The fact Mr Williams, who reportedly had his gun on him, was shot on sight has prompted an outpouring of criticism.
Since promising greater transparency about police shootings, the IMPD has emulated police departments around the country by attempting to give a full account of the incident.
Speaking at a press conference broadcast on RTV6, assistant chief Randal Taylor said: "First and foremost this is a tragic incident, involving a homeowner attempting to protect his family and the IMPD officers trying to do the same thing.
"And of course our thoughts and prayers are certainly with the homeowner and the family, who was mistakenly shot by our officer and we wish him a quick recovery."

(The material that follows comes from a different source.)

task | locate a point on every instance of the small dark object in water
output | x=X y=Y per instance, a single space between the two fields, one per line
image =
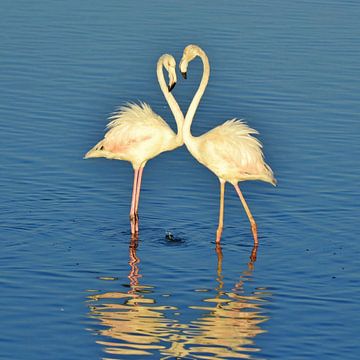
x=171 y=238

According to the account recorded by IMPD's dispatching team, Mr Williams called 911 at 4.34 am to report that his wife was assaulted by a "black male in a red shirt armed with a rifle" who had demanded their car keys before stealing the couple's black Nissan Sentra.
A disrupted phone line, in which the upset Ms Williams could be heard in the background, ended after four minutes with Mr Williams saying "is that him?" before cutting out. The dispatching team returned the call but only got through to voicemail.
This information was passed on by the dispatching team to officers. At no point did Mr Williams say he had a weapon.
Two late shift officers were then sent to the area at 4.35am, arriving to find a black car with its headlights shining on the front drive. Assistant chief Taylor said police officers were trained to approach "quietly and tactically" rather than make their presence known.
As one officer began to check the number plate, Mr Williams opened the garage door while holding his own gun. The other officer, identified as Christopher Mills, then shot him in the abdomen.
Meanwhile, the original assailant is "still at large", said police.
Assistant chief Taylor continued: "They made observations based on information known at that time. The time of day, the early morning hours and low level lighting caused vision to be limited.
"The officers involved were forced to make a split second decision based on the information and totality of the circumstances known at the time.
"The officer involved was a nine-year veteran of the east district late shift. Again this was tragic and unforeseen. I don't know of any officer who goes out wanting to get into a shootout with anyone, but especially not as in this case a homeowner."
The Black Lives Matter movement in the US has drawn attention to the disproportionate number of black Americans who are stopped, searched and shot by police.
Last month, a black therapist called Charles Kinsey was shot by police while lying unarmed on the ground with his hands in the air trying to calm his autistic patient. When he asked the police officer who shot him why he had done so, the man replied: "I don't know."
Other cases of black Americans killed by police last month include Philando Castile, 32, who was shot in his car when reaching for his wallet, and Alton Sterling, 37, who was repeatedly shot in the back and chest for carrying a gun in his pocket - as many people do in accordance with the US constitution's Second Amendment.
Some 698 people have been shot by US police in 2016 alone, of which four times more black people than white people were shot, according to The Guardian.